I don't pay much attention to my hair anymore, which is why I was surprised recently when I looked in the mirror to find streaks of silver nestled in the chestnut. My off-center part had hidden them well so when I finally discovered them, they had already grown the full length of my hair. Now that I've noticed them, it is hard to not notice them. They are bright and shiny, and catch the sunlight in an oh-so-obvious way.
Truthfully, I kind of like it. Yeah, it makes me feel older, but that is okay. I've always looked far younger than my age and it was often difficult to be taken seriously, especially when I showed up to engineering interviews looking like a high school sophomore. I eventually just had to let myself get a bit haggard in the details because when I actually bother to clean myself up, I look even younger.
I am not old, just older. Though you wouldn't tell by looking at me, my high school days are well over a decade behind me. I still get yelled at for being places a teenager shouldn't be. I went into a liquor store with my friend and husband two years ago, and the clerk yelled, "You can't bring that little one in here!" Of course, it solicited guffaws from my companions, who are both younger than me. I was once chased into a theater by a teenaged usher who cried out for everyone to hear, "Are your parents here? Where are your parents?" When I went to a Halloween concert hosted by the radio station I worked for, the guy at the door accused me of having a fake ID and threatened to call the cops. I asked him who would pretend to be 23 and one of my fellow DJs convinced him to just stamp me as a minor so I could come in. I received my share of dirty looks from assumptive people when I was pregnant, but my husband got even worse ones when he was with me.

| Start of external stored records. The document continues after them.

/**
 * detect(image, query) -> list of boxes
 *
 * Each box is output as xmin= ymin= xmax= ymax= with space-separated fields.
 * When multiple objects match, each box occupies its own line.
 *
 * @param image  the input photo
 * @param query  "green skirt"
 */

I have decided to keep the silver and let it roam free and even bring along friends. I used to dye my hair a variable plethora of colors, but after college, I decided it wasn't worth the effort since it grew out too quickly. The days of electric blue with violet streaks are over, though I do sometimes look fondly upon the young punks and contemplate adding a few vibrant highlights. These days, I just maintain my ridiculously coarse, thick hair with nothing more than baking soda and apple cider vinegar, and that regimen suits my casually tree-hugging attitude a bit more. The silver stays and maybe I'll finally start to look my age.
Really, I love the look of a fully-silver head of hair. I see too many people hide their grays and end up looking ridiculous under a crown of eggplant, yellow, or jet black, which only accentuates the grays in their eyebrows. The transition from color to monochrome might be a bit awkward, but that isn't really a big deal to someone who hasn't touched hair dye or makeup in six years. Maybe I'll finally get to go see an R movie without being carded and harassed by gangling adolescents with misspelled first names.
I'll leave you with a bit of dialogue from 3rd Rock From The Sun...
Mary: I think you look distinguished with gray hair.
Dick: Thank you. I think you would look distinguished with gray hair, too.
Mary: No. When men get gray hair, they look distinguished. When women get gray hair, they look old.
Dick: When women get breasts, they look sexy. When men get breasts, they look old.